Ma famille afghane : Où est mon libre arbitre ?
23 juil. 2022Présenté en compétition officielle lors du festival international d’animation d’Annecy 2021, le long métrage Ma Famille afghane de Michaela Pavlátová s’est vu décerner le prix du jury.
Basé sur l’ouvrage Freshta de Petra Prochazkova, Ma Famille afghane fait entrer le spectateur dans l’intimité d’une famille afghane relativement progressiste, mais également dans l’ambiance d’un pays en proie au doute dans les années 2000 après l’arrivée des troupes US, après les attentats du 11 septembre 2001.
Perte de repères et nouvelle famille
C’est Helena, jeune étudiante en économie à Prague en rupture familiale et ayant perdu ses repères en Occident, qui sert de narratrice. Véritable intercesseur, l’intégralité du film se déroule de son point de vue et dévoile certaines de ses pensées.

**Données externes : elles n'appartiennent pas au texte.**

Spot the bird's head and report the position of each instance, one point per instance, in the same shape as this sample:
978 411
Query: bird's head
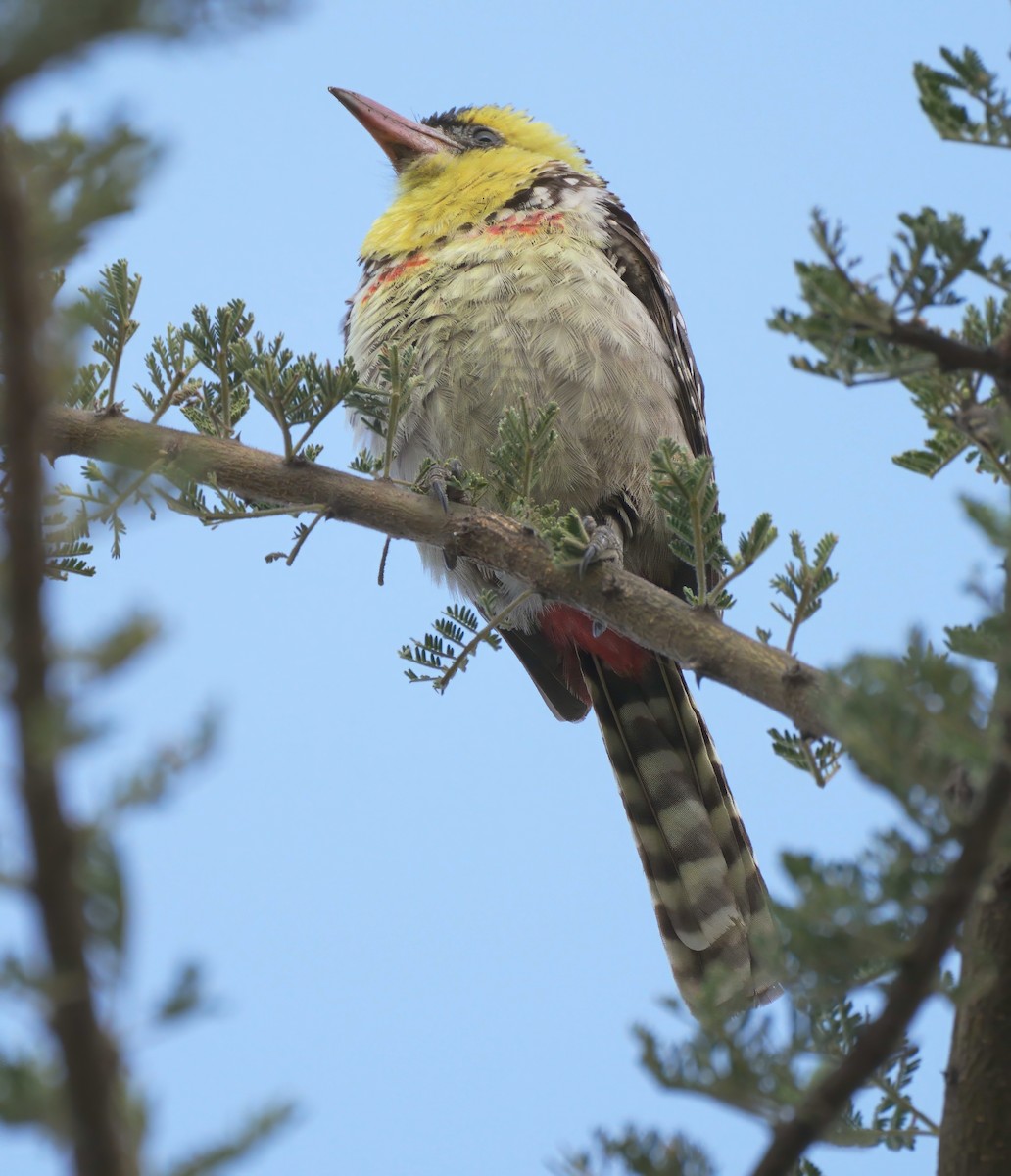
456 169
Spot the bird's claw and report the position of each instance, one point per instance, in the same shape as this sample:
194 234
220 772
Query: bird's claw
605 546
441 480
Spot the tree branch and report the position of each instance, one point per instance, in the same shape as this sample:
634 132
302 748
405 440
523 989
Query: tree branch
951 354
92 1067
914 980
630 606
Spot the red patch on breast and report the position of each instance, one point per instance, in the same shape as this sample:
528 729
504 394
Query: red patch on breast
569 630
526 222
392 273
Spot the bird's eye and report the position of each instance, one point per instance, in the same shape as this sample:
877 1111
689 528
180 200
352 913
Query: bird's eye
485 136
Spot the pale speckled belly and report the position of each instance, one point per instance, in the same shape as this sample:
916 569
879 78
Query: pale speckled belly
498 317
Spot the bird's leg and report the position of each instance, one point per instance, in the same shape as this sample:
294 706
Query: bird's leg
605 546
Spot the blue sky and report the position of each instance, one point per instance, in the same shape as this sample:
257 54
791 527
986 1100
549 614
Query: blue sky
423 917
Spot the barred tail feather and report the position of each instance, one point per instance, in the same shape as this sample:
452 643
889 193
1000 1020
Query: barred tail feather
708 894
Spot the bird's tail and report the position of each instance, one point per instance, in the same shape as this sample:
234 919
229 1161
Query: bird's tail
709 897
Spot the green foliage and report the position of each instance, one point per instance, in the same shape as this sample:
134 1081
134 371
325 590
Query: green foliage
687 493
967 75
70 182
865 335
526 440
447 652
380 407
803 583
73 181
921 726
821 759
210 369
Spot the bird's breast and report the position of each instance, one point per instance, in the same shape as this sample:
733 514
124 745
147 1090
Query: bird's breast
528 305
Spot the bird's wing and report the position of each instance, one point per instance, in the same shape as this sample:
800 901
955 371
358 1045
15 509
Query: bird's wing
640 270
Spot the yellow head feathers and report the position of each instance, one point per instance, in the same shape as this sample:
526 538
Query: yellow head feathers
470 164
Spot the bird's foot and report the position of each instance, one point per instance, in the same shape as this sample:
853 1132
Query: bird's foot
444 480
605 545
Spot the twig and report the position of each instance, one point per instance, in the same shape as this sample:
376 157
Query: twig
912 983
951 354
92 1065
638 610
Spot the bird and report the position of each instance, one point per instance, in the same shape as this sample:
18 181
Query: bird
510 270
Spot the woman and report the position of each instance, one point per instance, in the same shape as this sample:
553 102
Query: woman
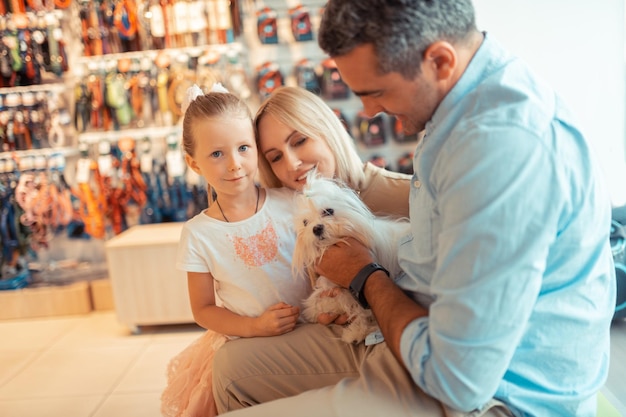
296 131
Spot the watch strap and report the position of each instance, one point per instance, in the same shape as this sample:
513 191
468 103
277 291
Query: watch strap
358 282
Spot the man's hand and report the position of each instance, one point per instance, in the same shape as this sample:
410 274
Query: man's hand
342 261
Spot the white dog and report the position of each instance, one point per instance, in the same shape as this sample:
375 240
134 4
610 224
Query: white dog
326 212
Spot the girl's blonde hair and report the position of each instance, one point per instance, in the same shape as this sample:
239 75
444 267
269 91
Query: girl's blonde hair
208 106
308 114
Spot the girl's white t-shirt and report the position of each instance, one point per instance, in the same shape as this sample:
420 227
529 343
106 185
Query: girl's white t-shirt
250 260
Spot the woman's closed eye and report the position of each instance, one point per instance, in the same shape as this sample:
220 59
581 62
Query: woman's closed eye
273 158
298 141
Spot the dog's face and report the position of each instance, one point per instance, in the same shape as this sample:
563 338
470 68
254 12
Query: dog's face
326 212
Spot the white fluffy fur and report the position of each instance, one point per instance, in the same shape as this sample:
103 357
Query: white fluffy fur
326 212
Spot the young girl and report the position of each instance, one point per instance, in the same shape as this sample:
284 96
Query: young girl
237 253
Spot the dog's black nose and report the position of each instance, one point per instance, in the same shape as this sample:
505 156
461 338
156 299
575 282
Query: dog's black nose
318 230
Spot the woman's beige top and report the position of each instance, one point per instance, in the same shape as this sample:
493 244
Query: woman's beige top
386 193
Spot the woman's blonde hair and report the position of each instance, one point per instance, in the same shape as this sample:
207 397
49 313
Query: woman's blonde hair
309 115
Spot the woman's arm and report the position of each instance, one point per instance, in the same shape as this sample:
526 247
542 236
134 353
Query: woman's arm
277 319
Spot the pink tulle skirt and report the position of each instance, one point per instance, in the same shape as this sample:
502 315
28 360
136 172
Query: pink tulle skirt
189 391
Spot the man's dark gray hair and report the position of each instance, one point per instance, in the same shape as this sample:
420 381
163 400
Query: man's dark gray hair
400 30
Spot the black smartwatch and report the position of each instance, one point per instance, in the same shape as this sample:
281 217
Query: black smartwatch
357 284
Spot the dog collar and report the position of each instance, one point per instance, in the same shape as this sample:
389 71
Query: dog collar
358 283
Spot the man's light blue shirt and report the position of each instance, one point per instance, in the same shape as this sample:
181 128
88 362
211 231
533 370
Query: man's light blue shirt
510 222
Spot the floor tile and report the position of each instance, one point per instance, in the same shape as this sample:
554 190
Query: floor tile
100 330
148 373
135 405
35 334
13 361
53 407
62 372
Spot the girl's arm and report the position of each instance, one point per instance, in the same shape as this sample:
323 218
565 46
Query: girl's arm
277 319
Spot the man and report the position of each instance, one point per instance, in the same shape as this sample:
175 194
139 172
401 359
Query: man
508 289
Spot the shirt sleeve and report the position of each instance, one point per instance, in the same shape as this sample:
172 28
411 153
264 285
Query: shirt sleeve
190 255
497 197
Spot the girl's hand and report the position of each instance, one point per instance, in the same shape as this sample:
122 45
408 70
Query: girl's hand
328 318
277 319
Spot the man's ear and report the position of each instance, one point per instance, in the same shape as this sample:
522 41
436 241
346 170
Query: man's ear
442 58
191 163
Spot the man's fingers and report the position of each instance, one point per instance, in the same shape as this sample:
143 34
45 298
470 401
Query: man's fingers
326 318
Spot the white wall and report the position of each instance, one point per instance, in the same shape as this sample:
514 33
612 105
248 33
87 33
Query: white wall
578 46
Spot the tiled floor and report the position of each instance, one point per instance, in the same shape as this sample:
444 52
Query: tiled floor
91 366
85 366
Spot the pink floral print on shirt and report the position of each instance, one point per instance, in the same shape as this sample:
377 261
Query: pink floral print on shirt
259 249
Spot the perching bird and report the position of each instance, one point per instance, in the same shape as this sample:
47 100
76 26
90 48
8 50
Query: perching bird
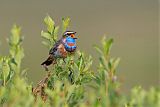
67 44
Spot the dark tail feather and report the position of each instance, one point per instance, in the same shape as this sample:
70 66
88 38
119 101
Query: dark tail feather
49 61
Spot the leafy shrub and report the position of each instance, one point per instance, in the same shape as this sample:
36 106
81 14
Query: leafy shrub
68 84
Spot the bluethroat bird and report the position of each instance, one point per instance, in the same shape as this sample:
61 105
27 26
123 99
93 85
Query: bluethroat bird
67 44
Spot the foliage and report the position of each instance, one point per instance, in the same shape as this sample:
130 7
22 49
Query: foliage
72 83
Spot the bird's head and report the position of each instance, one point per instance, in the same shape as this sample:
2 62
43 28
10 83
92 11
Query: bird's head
70 34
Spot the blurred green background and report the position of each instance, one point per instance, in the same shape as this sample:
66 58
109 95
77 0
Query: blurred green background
132 23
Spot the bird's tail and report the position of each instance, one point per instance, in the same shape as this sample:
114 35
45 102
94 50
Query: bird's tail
49 60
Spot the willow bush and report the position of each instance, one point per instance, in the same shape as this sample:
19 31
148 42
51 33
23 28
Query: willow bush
69 84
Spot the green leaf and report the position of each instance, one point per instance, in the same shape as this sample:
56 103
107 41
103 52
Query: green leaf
65 24
107 44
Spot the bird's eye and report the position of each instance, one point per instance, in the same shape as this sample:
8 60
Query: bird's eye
72 35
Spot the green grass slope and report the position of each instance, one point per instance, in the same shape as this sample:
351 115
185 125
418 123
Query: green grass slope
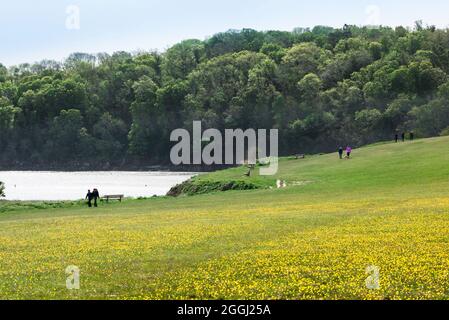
387 207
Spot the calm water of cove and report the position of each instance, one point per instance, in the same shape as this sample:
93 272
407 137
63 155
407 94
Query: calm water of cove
36 185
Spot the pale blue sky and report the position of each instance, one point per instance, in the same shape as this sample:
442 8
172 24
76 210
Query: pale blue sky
33 30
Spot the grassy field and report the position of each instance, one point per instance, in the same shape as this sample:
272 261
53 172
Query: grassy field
387 207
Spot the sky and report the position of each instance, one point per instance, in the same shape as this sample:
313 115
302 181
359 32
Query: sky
33 30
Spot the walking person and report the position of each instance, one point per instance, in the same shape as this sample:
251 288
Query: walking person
89 198
96 196
348 152
340 152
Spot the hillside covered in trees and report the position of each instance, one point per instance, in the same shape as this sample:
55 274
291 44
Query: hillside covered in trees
320 87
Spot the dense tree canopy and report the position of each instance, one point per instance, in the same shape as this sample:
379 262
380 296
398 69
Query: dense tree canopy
321 87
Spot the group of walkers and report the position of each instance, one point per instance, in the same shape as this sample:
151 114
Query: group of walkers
92 195
348 152
411 135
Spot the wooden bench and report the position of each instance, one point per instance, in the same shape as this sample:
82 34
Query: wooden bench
113 197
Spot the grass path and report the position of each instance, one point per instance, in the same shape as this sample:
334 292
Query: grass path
387 207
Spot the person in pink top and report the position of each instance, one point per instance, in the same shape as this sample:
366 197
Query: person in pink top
348 152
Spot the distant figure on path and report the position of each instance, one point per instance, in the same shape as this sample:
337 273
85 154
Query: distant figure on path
348 152
96 196
340 152
89 198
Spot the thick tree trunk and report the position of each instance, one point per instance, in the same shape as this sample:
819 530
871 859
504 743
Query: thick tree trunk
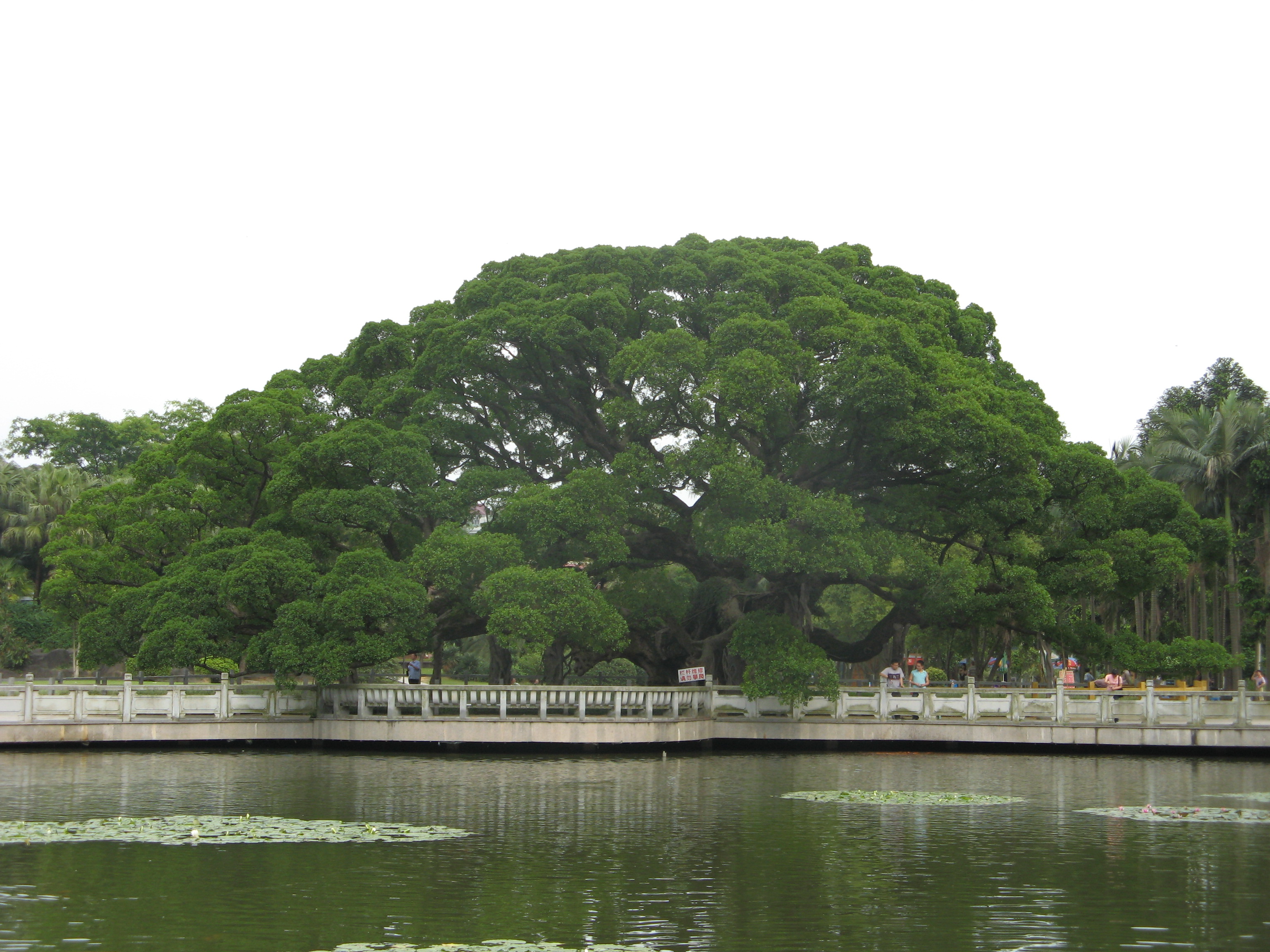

Tout commence lorsqu’elle rencontre Nazir sur les bancs de son université. C’est le coup de foudre et six mois plus tard les deux tourtereaux s’envolent pour l’Afghanistan en vue de se marier. Sur place elle est accueillie dans la maison de son beau-père, un homme chaleureux qui ne regrette absolument pas le départ des talibans contre lesquels il a autrefois combattu. Sa belle-mère et sa belle-sœur lui tendent les bras tout en lui reprochant régulièrement de manquer à ses devoirs d’épouse (faire la cuisine et des enfants).
Devenue Herra après sa conversion et son mariage, la jolie jeune femme blonde aux yeux bleus découvre peu à peu ce que signifie être une femme en Afghanistan, dans l’une des sociétés les plus patriarcales du monde : ne plus sourire, ne plus sortir sans être accompagnée d’un homme de sa famille et couverte intégralement, ne plus s’exprimer librement, ne plus monter dans une voiture ni même parler avec un homme extérieur à sa famille en l’absence de son époux ou de son beau-père, rester cloîtrée avec les femmes et les enfants quand il y a des invités, etc.
Herra ne comprend pas toujours ces règles mais, éprise de son époux et entourée de sa nouvelle famille, elle trouve un équilibre tout en compromis. Elle qui se disait elle-même perdue est finalement soulagée de ne plus avoir à réfléchir par elle-même et trouve la vie relativement simple en suivant les règles même extrêmement strictes.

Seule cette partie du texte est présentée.